# For Eddy Currents, must the conductor be large in area size?

Consider the following classical configuration:

Let's change a few things, lets assume that:

1. There is no applied current on the wire & it's stationary.
2. The external magnetic field was from a electromagnet that varies over time.

The wire is a thin piece of conductor surface, and the varying magnetic field is perpendicular to it's surface, wouldn't there be eddy currents on the surfaces to react to the change in magnetic field?

As per Eddy current's description:

Eddy currents are loops of electrical current induced within conductors by a changing magnetic field in the conductor according to Faraday's law of induction. Eddy currents flow in closed loops within conductors, in planes perpendicular to the magnetic field. - [2]
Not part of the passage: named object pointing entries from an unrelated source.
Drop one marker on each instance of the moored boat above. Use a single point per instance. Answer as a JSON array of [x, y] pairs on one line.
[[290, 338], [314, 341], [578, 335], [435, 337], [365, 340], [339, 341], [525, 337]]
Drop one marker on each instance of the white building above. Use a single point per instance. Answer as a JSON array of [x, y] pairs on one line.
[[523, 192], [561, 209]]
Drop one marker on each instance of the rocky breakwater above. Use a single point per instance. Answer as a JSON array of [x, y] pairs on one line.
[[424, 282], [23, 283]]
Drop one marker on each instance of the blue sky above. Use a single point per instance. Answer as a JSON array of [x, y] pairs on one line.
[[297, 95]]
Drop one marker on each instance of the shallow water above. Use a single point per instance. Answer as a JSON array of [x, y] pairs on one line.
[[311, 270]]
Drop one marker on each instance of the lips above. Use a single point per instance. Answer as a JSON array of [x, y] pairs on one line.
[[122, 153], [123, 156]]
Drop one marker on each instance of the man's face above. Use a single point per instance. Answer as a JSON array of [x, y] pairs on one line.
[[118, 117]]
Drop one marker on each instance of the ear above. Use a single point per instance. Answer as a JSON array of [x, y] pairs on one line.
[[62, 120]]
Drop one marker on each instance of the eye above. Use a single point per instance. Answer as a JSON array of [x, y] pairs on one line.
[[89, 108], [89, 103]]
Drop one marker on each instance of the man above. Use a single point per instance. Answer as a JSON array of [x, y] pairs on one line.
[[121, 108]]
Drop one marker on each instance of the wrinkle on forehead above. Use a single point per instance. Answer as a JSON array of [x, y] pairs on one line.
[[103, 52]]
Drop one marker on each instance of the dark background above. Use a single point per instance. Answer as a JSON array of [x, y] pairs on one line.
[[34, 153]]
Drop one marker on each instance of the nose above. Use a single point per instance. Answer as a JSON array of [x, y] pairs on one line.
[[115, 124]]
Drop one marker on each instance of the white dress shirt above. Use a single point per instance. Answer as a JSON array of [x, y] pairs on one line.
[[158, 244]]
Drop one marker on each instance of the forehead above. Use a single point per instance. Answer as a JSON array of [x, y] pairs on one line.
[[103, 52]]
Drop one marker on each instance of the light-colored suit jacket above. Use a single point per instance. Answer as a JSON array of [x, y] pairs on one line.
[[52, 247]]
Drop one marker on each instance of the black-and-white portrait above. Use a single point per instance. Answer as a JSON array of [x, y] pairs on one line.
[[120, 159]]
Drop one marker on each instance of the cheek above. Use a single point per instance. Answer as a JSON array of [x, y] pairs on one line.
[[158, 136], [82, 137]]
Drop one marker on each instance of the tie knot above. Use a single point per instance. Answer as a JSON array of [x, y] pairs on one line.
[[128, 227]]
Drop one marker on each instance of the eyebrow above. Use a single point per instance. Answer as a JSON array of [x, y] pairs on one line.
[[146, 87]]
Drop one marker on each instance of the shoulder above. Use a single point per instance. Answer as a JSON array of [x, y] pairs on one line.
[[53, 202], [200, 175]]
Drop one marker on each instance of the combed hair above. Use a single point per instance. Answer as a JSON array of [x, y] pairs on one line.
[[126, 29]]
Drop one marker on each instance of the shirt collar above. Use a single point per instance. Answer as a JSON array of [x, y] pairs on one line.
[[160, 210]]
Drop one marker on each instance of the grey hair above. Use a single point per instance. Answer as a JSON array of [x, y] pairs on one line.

Eddy currents don't depend on the size of an area, but on the continuity of conductivity of that area?

[2]: https://en.wikipedia.org/wiki/Eddy_current#:~:text=Eddy%20currents%20(also%20called%20Foucault's,perpendicular%20to%20the%20magnetic%20field.

Of course they would. That is a basic principle of magnetic shielding against alternating magnetic fields. Moreover, the eddy fields have a certain intrusion depth (called the Skin depth) that depends on the frequency of the varying field (assuming that we only consider a single sinusoidal variation) and the conductivity of the material. The higher the frequency, the smaller the intrusion depth/Skin depth, whereas static magnetic fields have infinite depth (assuming an idealistically non-magnetic material, i.e. $$\mu_r=1$$). The fact that the dynamic magnetic field gets expelled from the conductor could be considered as kind of a diamagnetic effect, and similarly to those it can lead to magnetic levitation for strong fields and appropriate geometric designs (see for example this video). The expulsion can also be considered a manifestation of Lenz' law, that is, as you properly phrased it, the currents "react to the change in magnetic field".